Question and comments about training an XOR

97 views

XORsession2

Skip to first unread message

Carlos Pegueros

unread,

May 9, 2020, 1:27:47 AM5/9/20

to Machine Learning for Physicists

Hi!

Sorry if this is old news, but I missed last session and I am trying to catch up.

In exercise one, we are "experimenting" to come up with a network that can train an XOR.

Q: Is there a more precise way of knowing before hand (or at least to have an idea of) how many layers/neurons/activations/etc we would need?

Also, these are my comments on this exercise based on my experiments. If you can comment about yours or just give me your thoughts, I would really appreciate it!

With one hidden layer, I found that:

With few neurons (I started with 5), I had to put a lot of training steps (around 5000) to start watching the cost to come down.
Either increasing the training steps or increasing the parameter eta minimizez the cost function more rapidly (which I guess makes sense as we are just "covering more distance").
Keeping all the parameters the same but doubling the amount of neurons (with 10 neurons), the cost started to come down at about half the steps than when it had 5 neurons. Accuracy did not improve.
Only "sigmoid" activation gave me nice results. When I switched either one activation or both to "reLU", the cost just remained constant no matter what.

When a successful (or a "good enough", see my image below) setup was found, either adding more neurons or changing the amount of steps or batchsize didn't improve the accuracy. If I wanted more precision, I had to add another layer.
When I added another layer, accuracy increased drastically but I had to add either a lot more steps or increase the eta parameter a lot to make the cost function come down.

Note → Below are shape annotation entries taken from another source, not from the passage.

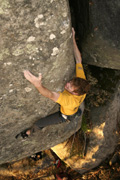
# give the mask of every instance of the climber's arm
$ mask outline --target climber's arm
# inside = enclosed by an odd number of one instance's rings
[[[57,101],[60,94],[57,92],[50,91],[49,89],[45,88],[42,85],[42,83],[41,83],[42,75],[41,74],[39,74],[39,77],[36,77],[33,74],[31,74],[29,71],[25,70],[24,76],[29,82],[31,82],[37,88],[37,90],[40,92],[40,94],[42,94],[43,96],[45,96],[55,102]]]
[[[75,56],[75,60],[76,60],[76,64],[82,63],[82,57],[81,57],[81,53],[77,47],[77,43],[75,40],[75,31],[74,28],[72,28],[72,34],[73,34],[73,49],[74,49],[74,56]]]

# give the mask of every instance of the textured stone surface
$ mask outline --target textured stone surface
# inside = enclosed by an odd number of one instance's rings
[[[41,132],[37,140],[15,139],[55,106],[25,80],[23,70],[41,72],[43,85],[60,91],[75,64],[66,0],[0,0],[0,27],[0,163],[4,163],[61,141],[59,137],[55,142],[53,128],[51,133],[49,128]]]
[[[66,164],[81,174],[97,167],[116,148],[119,138],[117,126],[120,122],[120,84],[110,103],[91,110],[91,121],[93,127],[84,158],[76,154],[70,156],[71,148],[67,141],[52,147]]]

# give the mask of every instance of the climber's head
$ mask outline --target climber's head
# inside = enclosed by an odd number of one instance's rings
[[[73,95],[80,96],[86,94],[89,91],[90,84],[85,79],[74,77],[66,83],[65,89]]]

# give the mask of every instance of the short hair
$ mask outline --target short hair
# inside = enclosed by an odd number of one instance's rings
[[[88,93],[90,90],[90,84],[86,79],[82,79],[79,77],[74,77],[72,80],[72,85],[75,87],[74,92],[79,96]]]

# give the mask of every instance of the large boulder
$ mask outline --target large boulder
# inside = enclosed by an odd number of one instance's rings
[[[0,2],[0,163],[22,159],[50,148],[74,133],[58,136],[48,127],[37,139],[15,136],[55,110],[23,76],[43,75],[47,88],[60,91],[74,72],[69,6],[66,0],[3,0]],[[64,83],[63,83],[64,82]],[[58,109],[58,108],[57,108]],[[66,126],[65,126],[66,127]],[[49,129],[50,128],[50,129]],[[61,131],[61,129],[60,129]],[[59,132],[58,132],[59,133]],[[57,140],[55,140],[55,137]]]

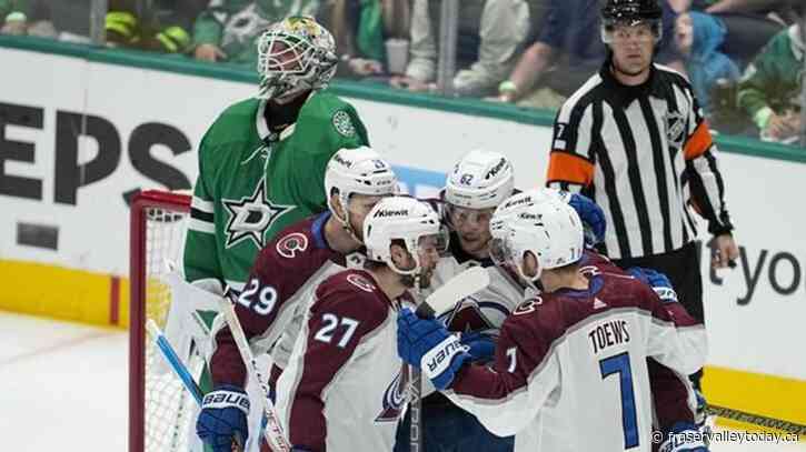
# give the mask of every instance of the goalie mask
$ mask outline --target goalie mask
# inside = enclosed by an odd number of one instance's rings
[[[661,17],[663,10],[657,0],[607,0],[601,9],[601,41],[611,43],[618,27],[647,23],[651,37],[658,42],[663,37]]]
[[[338,192],[344,215],[336,211],[331,202],[334,191]],[[368,147],[339,150],[330,158],[325,171],[328,208],[358,242],[361,242],[359,234],[350,224],[350,197],[387,197],[397,194],[398,191],[397,177],[391,165]]]
[[[257,46],[260,99],[324,89],[336,73],[336,41],[311,17],[291,16],[271,24]]]
[[[401,241],[415,265],[400,269],[391,259],[390,247]],[[417,278],[421,271],[420,253],[435,245],[437,252],[447,248],[447,234],[439,215],[430,205],[415,198],[391,197],[378,202],[364,222],[364,243],[367,258],[384,262],[398,274]]]
[[[538,199],[540,198],[540,199]],[[554,194],[520,193],[505,201],[490,222],[490,257],[500,267],[515,268],[529,285],[543,270],[577,262],[585,250],[583,223],[577,212]],[[537,259],[537,273],[524,274],[524,257]]]

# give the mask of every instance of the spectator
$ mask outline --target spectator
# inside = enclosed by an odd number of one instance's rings
[[[0,34],[57,36],[44,0],[0,0]]]
[[[338,53],[347,61],[338,74],[345,77],[384,73],[384,42],[408,39],[411,27],[409,0],[335,0],[328,17]]]
[[[193,24],[193,56],[203,61],[257,66],[255,40],[289,16],[316,16],[319,0],[212,0]]]
[[[110,0],[106,18],[107,44],[166,53],[190,50],[190,28],[205,0],[158,1],[143,18],[136,0]]]
[[[703,12],[684,12],[675,23],[675,42],[684,56],[686,72],[705,115],[710,117],[710,91],[717,80],[734,81],[739,69],[717,49],[725,39],[725,24]],[[724,82],[724,81],[723,81]]]
[[[684,71],[671,46],[675,13],[661,1],[664,38],[658,61]],[[496,100],[530,108],[557,109],[607,56],[598,32],[600,0],[551,0],[539,33],[518,61],[509,79],[498,87]]]
[[[797,21],[802,0],[669,0],[678,13],[699,11],[717,16],[726,28],[722,51],[746,66],[769,40]]]
[[[767,141],[795,142],[800,132],[804,37],[795,24],[756,56],[739,82],[738,104]]]
[[[402,77],[389,83],[409,91],[427,91],[437,76],[439,6],[415,0],[411,13],[410,61]],[[529,32],[525,0],[462,0],[459,8],[457,69],[454,89],[459,96],[485,96],[509,73]]]

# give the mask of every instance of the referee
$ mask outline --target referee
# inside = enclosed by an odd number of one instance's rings
[[[656,0],[608,0],[598,73],[563,106],[554,125],[547,184],[581,191],[605,211],[603,251],[621,268],[656,269],[700,322],[703,281],[691,211],[716,238],[713,267],[738,257],[716,147],[691,87],[655,64]],[[701,371],[691,375],[699,389]]]

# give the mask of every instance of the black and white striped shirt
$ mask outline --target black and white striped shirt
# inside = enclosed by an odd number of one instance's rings
[[[712,233],[733,229],[716,147],[691,87],[659,64],[645,83],[626,87],[607,62],[566,101],[555,120],[547,184],[581,191],[603,208],[611,259],[690,242],[691,207]]]

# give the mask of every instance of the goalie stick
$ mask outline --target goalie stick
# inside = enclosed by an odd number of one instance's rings
[[[415,313],[421,319],[441,314],[456,305],[459,300],[480,291],[489,283],[490,275],[487,270],[481,267],[471,267],[435,290],[417,307]],[[425,450],[422,446],[422,373],[414,366],[409,368],[409,373],[411,375],[409,443],[411,452],[421,452]]]
[[[252,379],[257,380],[260,389],[263,392],[262,405],[263,419],[266,420],[266,428],[263,429],[263,434],[266,435],[266,439],[269,442],[269,446],[272,450],[279,452],[289,452],[291,450],[291,445],[288,444],[286,436],[282,434],[282,426],[280,425],[280,420],[277,419],[277,411],[275,411],[275,404],[271,402],[271,396],[269,395],[269,385],[268,383],[266,383],[266,381],[268,380],[263,379],[262,372],[260,372],[260,366],[255,360],[255,355],[252,355],[252,350],[249,348],[249,341],[243,333],[243,328],[241,328],[238,315],[235,313],[235,307],[229,301],[230,295],[231,292],[229,291],[229,288],[227,288],[223,297],[219,299],[219,304],[221,308],[221,313],[227,321],[227,325],[229,325],[229,330],[232,333],[232,339],[238,346],[241,359],[247,365],[247,374]]]
[[[199,385],[196,383],[196,380],[193,380],[193,375],[190,374],[188,368],[177,355],[177,352],[176,350],[173,350],[171,343],[168,342],[168,338],[166,338],[162,330],[157,327],[157,322],[155,322],[153,319],[149,319],[148,322],[146,322],[146,329],[153,337],[155,343],[157,344],[157,348],[162,354],[162,358],[166,359],[166,362],[168,362],[171,370],[173,370],[173,373],[182,382],[185,389],[188,390],[188,392],[193,396],[193,400],[196,400],[196,404],[201,408],[201,401],[205,398],[205,394],[201,392],[201,388],[199,388]],[[243,444],[238,443],[236,450],[239,452],[242,451]]]

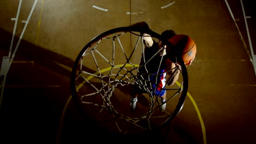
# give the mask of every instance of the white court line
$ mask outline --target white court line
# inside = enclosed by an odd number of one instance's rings
[[[243,11],[243,18],[245,19],[245,23],[246,25],[246,31],[247,32],[247,37],[248,37],[248,40],[249,41],[249,45],[250,46],[251,53],[252,53],[252,61],[253,61],[253,67],[254,69],[254,73],[256,75],[256,65],[255,65],[256,63],[254,62],[255,61],[254,59],[255,59],[254,53],[253,52],[253,46],[252,44],[252,41],[251,40],[250,32],[249,31],[249,27],[248,27],[248,25],[247,25],[247,20],[246,20],[245,8],[243,7],[243,1],[240,0],[240,2],[241,2],[241,5],[242,6],[242,10]]]
[[[165,6],[162,6],[162,7],[161,7],[161,9],[165,9],[165,8],[166,8],[167,7],[170,7],[170,6],[173,5],[173,4],[174,4],[174,3],[175,3],[175,2],[172,2],[172,3],[170,3],[168,4],[167,4],[167,5],[165,5]]]
[[[22,2],[22,0],[20,0],[20,3],[19,3],[19,7],[17,11],[17,14],[16,15],[16,18],[11,18],[11,21],[15,21],[15,23],[14,25],[14,28],[13,29],[13,37],[11,38],[11,45],[10,46],[10,51],[9,51],[9,57],[10,57],[11,53],[11,49],[13,48],[13,40],[14,39],[14,36],[15,35],[16,29],[17,28],[17,23],[18,20],[19,19],[19,15],[20,15],[20,7],[21,6],[21,3]]]
[[[92,5],[92,8],[95,8],[95,9],[99,9],[99,10],[102,10],[102,11],[108,11],[108,9],[103,9],[103,8],[102,8],[99,7],[98,6],[96,6],[95,5]]]
[[[22,39],[23,35],[24,34],[24,33],[25,33],[25,32],[26,31],[26,29],[27,28],[27,24],[28,23],[28,22],[30,20],[30,18],[31,17],[31,16],[32,16],[32,15],[33,14],[33,12],[34,11],[34,7],[36,7],[36,5],[37,3],[37,1],[38,1],[38,0],[35,0],[34,1],[34,4],[33,5],[33,7],[31,9],[31,10],[30,11],[30,15],[28,15],[28,17],[27,18],[27,20],[26,21],[26,24],[25,24],[25,25],[24,26],[24,28],[23,28],[22,32],[21,32],[21,34],[20,35],[20,39],[19,39],[19,41],[17,43],[17,45],[16,46],[15,49],[14,50],[14,52],[13,53],[13,55],[11,56],[11,59],[10,60],[10,62],[13,61],[13,59],[14,58],[14,56],[15,56],[16,52],[17,51],[17,49],[18,49],[18,48],[19,47],[19,45],[20,45],[20,41],[21,41],[21,39]],[[11,66],[11,63],[10,63],[9,64],[9,68],[10,68],[10,67]],[[8,69],[8,70],[9,70],[9,69]]]
[[[143,14],[143,11],[139,11],[139,12],[135,12],[135,13],[130,13],[130,12],[126,12],[126,15],[136,15],[136,14]]]
[[[253,63],[253,58],[252,58],[252,57],[251,56],[250,52],[249,52],[249,50],[248,49],[247,46],[245,43],[245,40],[243,39],[243,37],[242,36],[242,34],[241,33],[240,29],[239,29],[239,27],[238,27],[237,24],[236,23],[236,20],[235,19],[235,17],[234,17],[233,13],[232,13],[232,10],[231,10],[230,7],[229,7],[229,3],[228,2],[228,1],[226,0],[225,0],[225,2],[226,3],[226,7],[228,7],[228,9],[229,9],[229,13],[230,14],[230,15],[231,15],[232,19],[233,19],[234,22],[235,23],[235,25],[236,25],[236,28],[237,29],[238,32],[239,33],[239,35],[240,36],[240,39],[242,40],[242,42],[243,43],[243,46],[245,47],[245,50],[246,51],[246,53],[247,53],[248,56],[250,58],[250,61],[252,63]]]

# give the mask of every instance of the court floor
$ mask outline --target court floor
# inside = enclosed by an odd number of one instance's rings
[[[231,1],[241,34],[225,1],[1,1],[1,141],[137,143],[162,142],[164,137],[167,143],[255,141],[253,52],[239,1]],[[252,28],[255,14],[249,10]],[[158,33],[173,29],[188,35],[197,45],[196,59],[187,67],[184,105],[165,136],[113,134],[95,127],[71,97],[71,70],[83,47],[102,32],[140,21]],[[104,53],[110,48],[106,46]]]

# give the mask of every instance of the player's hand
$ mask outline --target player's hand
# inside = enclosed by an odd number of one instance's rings
[[[148,23],[144,21],[135,23],[130,27],[134,28],[136,30],[141,32],[141,33],[147,33],[147,32],[151,31]]]

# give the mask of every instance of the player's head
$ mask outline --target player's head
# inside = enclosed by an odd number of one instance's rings
[[[194,40],[184,34],[175,35],[169,40],[174,49],[182,56],[186,65],[190,65],[195,58],[196,46]]]
[[[163,32],[161,34],[161,37],[162,37],[162,39],[165,39],[166,40],[169,40],[171,39],[171,38],[172,38],[174,35],[175,35],[176,33],[175,33],[174,31],[173,30],[170,29],[170,30],[166,30],[164,32]],[[162,41],[160,41],[159,43],[159,46],[160,47],[166,47],[166,44],[165,43],[163,43]]]
[[[170,40],[172,37],[175,35],[176,33],[175,33],[174,31],[172,30],[166,30],[162,32],[161,34],[161,36],[162,37],[162,38],[165,39],[167,40]]]

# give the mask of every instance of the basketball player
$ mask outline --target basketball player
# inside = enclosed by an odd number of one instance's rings
[[[135,23],[131,26],[131,27],[139,29],[142,32],[147,32],[150,30],[148,24],[145,22]],[[155,74],[151,75],[149,79],[152,83],[152,89],[153,90],[152,91],[153,91],[152,92],[152,95],[155,95],[157,97],[160,97],[161,105],[160,107],[162,110],[164,110],[166,107],[166,90],[164,89],[166,82],[168,82],[167,85],[169,86],[173,85],[175,82],[178,80],[180,73],[179,70],[174,71],[174,68],[178,67],[178,68],[181,70],[181,68],[179,64],[173,60],[174,59],[174,58],[173,58],[174,57],[172,58],[170,56],[167,57],[166,51],[166,45],[164,44],[162,41],[160,41],[159,43],[155,41],[148,34],[142,33],[142,34],[143,35],[143,42],[146,46],[144,52],[145,62],[147,62],[150,58],[152,59],[147,63],[146,66],[142,67],[139,69],[139,75],[141,74],[147,74],[147,70],[149,74]],[[179,47],[178,48],[180,49],[178,51],[182,52],[182,58],[184,62],[185,62],[185,65],[188,66],[191,65],[195,59],[196,52],[195,44],[191,47],[193,49],[189,48],[189,49],[186,47],[185,44],[180,44],[181,43],[184,43],[184,41],[182,41],[183,39],[187,39],[189,37],[185,35],[176,35],[175,32],[172,30],[165,31],[162,32],[161,35],[162,38],[169,40],[173,45],[179,46],[177,46]],[[193,41],[191,38],[190,39]],[[194,41],[193,41],[193,43],[194,43]],[[181,47],[180,46],[181,46],[182,47]],[[164,49],[152,58],[154,55],[162,47],[164,47]],[[142,56],[139,64],[140,65],[143,65],[144,64],[143,58]],[[188,61],[188,59],[189,60]],[[162,63],[159,69],[159,66],[161,61]],[[171,69],[172,70],[170,71]],[[158,75],[157,79],[156,79],[155,76],[156,74],[160,74]],[[145,75],[144,75],[144,76]],[[155,76],[154,76],[153,75]],[[148,78],[147,77],[144,78],[144,79],[148,79]],[[158,81],[155,81],[156,80],[158,80]],[[137,96],[138,94],[145,93],[146,93],[146,91],[143,88],[141,87],[139,87],[138,86],[135,86],[135,90],[134,93],[132,94],[133,95],[132,95],[130,104],[132,111],[134,111],[136,107],[136,103],[138,101]]]

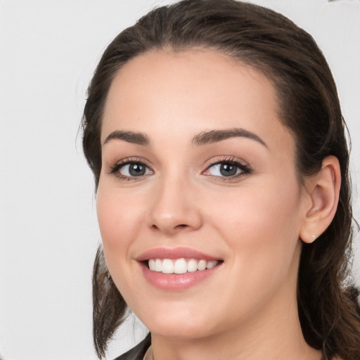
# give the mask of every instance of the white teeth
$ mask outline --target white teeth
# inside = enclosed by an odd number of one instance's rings
[[[162,262],[160,259],[156,259],[155,262],[155,271],[158,272],[162,271]]]
[[[188,271],[192,273],[198,270],[198,262],[195,259],[190,259],[188,262]]]
[[[185,259],[178,259],[174,264],[175,274],[185,274],[188,271],[188,266]]]
[[[198,264],[198,270],[200,271],[206,269],[206,260],[200,260]]]
[[[206,264],[206,269],[211,269],[214,266],[216,266],[217,265],[217,261],[214,261],[214,262],[207,262],[207,264]]]
[[[170,259],[162,260],[162,269],[164,274],[174,274],[174,263]]]
[[[202,271],[207,269],[212,269],[219,264],[219,261],[209,261],[202,259],[150,259],[148,265],[153,271],[162,272],[162,274],[185,274],[196,271]]]

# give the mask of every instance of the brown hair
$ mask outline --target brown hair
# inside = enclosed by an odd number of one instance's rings
[[[127,61],[153,49],[214,49],[262,72],[274,85],[281,119],[293,134],[301,180],[328,155],[339,160],[342,185],[335,217],[304,244],[298,309],[307,342],[325,359],[360,359],[359,292],[347,288],[352,243],[349,152],[337,90],[313,38],[281,14],[234,0],[184,0],[156,8],[122,32],[105,51],[88,90],[83,146],[97,188],[101,169],[101,117],[112,80]],[[93,277],[94,338],[99,357],[123,321],[127,304],[106,277],[99,248]]]

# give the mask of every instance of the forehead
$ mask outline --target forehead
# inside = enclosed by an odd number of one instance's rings
[[[208,49],[153,51],[127,63],[115,77],[102,139],[116,129],[151,135],[160,127],[171,132],[175,124],[178,137],[186,130],[192,136],[241,127],[291,143],[278,103],[265,75],[227,55]]]

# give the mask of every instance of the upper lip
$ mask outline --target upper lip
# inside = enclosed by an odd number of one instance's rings
[[[136,260],[143,262],[149,259],[204,259],[207,261],[220,260],[208,254],[191,248],[155,248],[141,254]]]

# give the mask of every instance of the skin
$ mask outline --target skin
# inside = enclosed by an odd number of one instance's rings
[[[340,187],[336,161],[300,185],[295,141],[278,112],[264,75],[210,50],[149,52],[112,82],[101,130],[98,222],[112,278],[150,330],[156,360],[321,359],[302,334],[297,278],[300,238],[313,240],[333,216],[337,198],[326,186]],[[203,131],[233,128],[261,141],[193,142]],[[141,132],[150,143],[106,141],[116,131]],[[110,173],[129,158],[145,164],[146,174]],[[229,158],[251,170],[226,178],[211,165]],[[179,246],[223,262],[184,290],[150,284],[136,259]]]

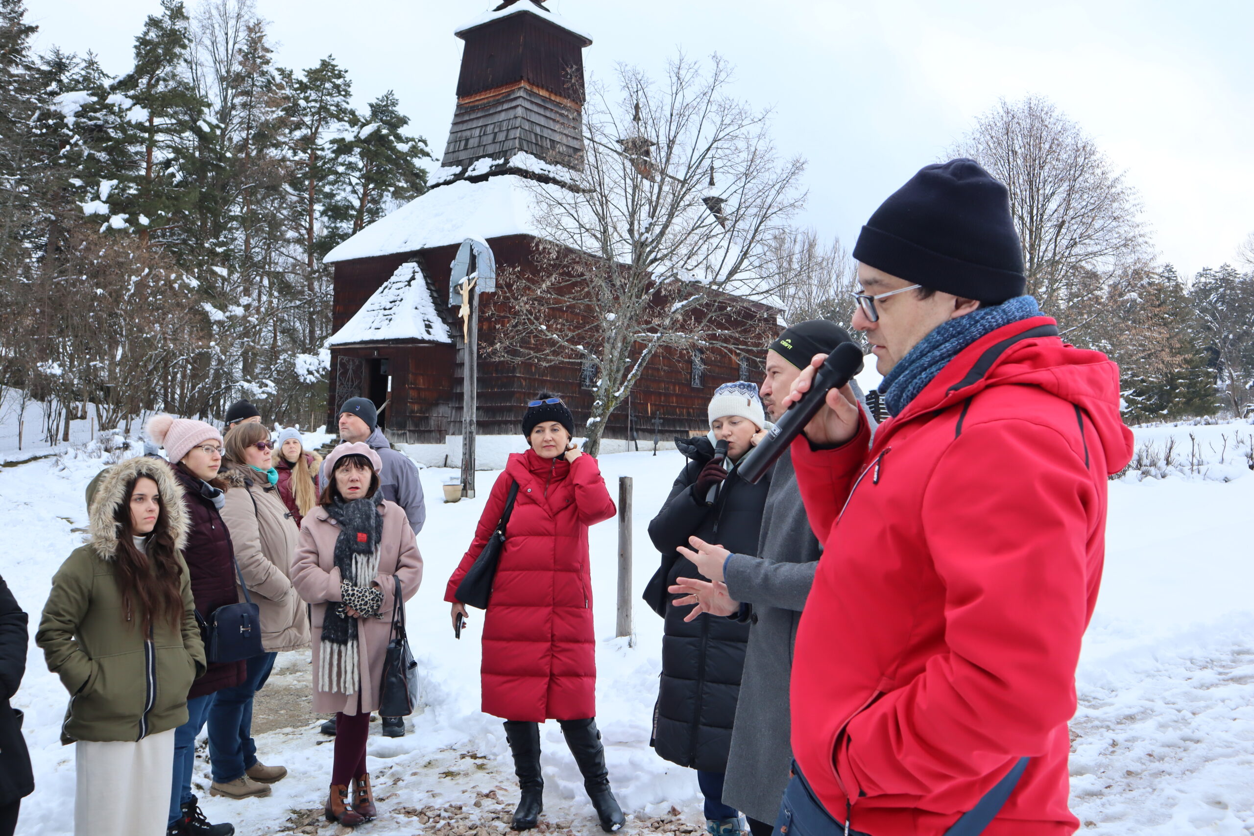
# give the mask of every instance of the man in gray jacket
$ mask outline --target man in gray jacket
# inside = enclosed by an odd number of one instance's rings
[[[782,396],[781,396],[782,397]],[[365,441],[379,454],[382,468],[379,471],[379,493],[401,506],[409,518],[414,534],[423,530],[426,521],[426,501],[423,498],[423,483],[418,478],[418,465],[409,456],[391,449],[391,442],[379,426],[379,411],[369,397],[350,397],[340,407],[340,440],[349,444]],[[319,490],[326,481],[326,462],[319,471]],[[386,737],[405,736],[404,717],[381,717],[380,729]],[[322,723],[324,734],[335,734],[335,718]]]
[[[379,454],[384,462],[379,471],[379,490],[384,499],[405,509],[409,526],[414,534],[423,530],[426,521],[426,503],[423,499],[423,483],[418,478],[418,465],[409,456],[391,449],[391,442],[379,426],[379,412],[367,397],[350,397],[340,407],[340,440],[349,444],[365,441]],[[322,466],[326,470],[326,465]],[[319,473],[319,489],[325,473]]]
[[[779,404],[810,358],[829,353],[848,340],[849,335],[834,322],[809,320],[786,328],[771,343],[760,394],[772,421],[782,415]],[[856,384],[854,387],[861,400]],[[821,550],[810,530],[793,457],[786,451],[771,474],[757,556],[731,554],[703,543],[696,551],[680,549],[714,582],[678,580],[701,600],[698,609],[710,615],[732,613],[752,624],[722,800],[745,813],[754,836],[767,836],[774,828],[789,782],[793,642]]]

These are the results I achieved:

Carlos Pegueros

unread,

May 9, 2020, 1:44:54 AM5/9/20

to Machine Learning for Physicists

lol so I just read the following in the "course overview" about session 2:

After this lecture, you will in principle be able to train a deep neural network on arbitrary tasks (using pure python code that we provide in the lecture). But you don’t yet know how to choose a smart representation of the data in more complicated cases, how best to choose the parameters during training, how to accelerate the gradient descent, etc.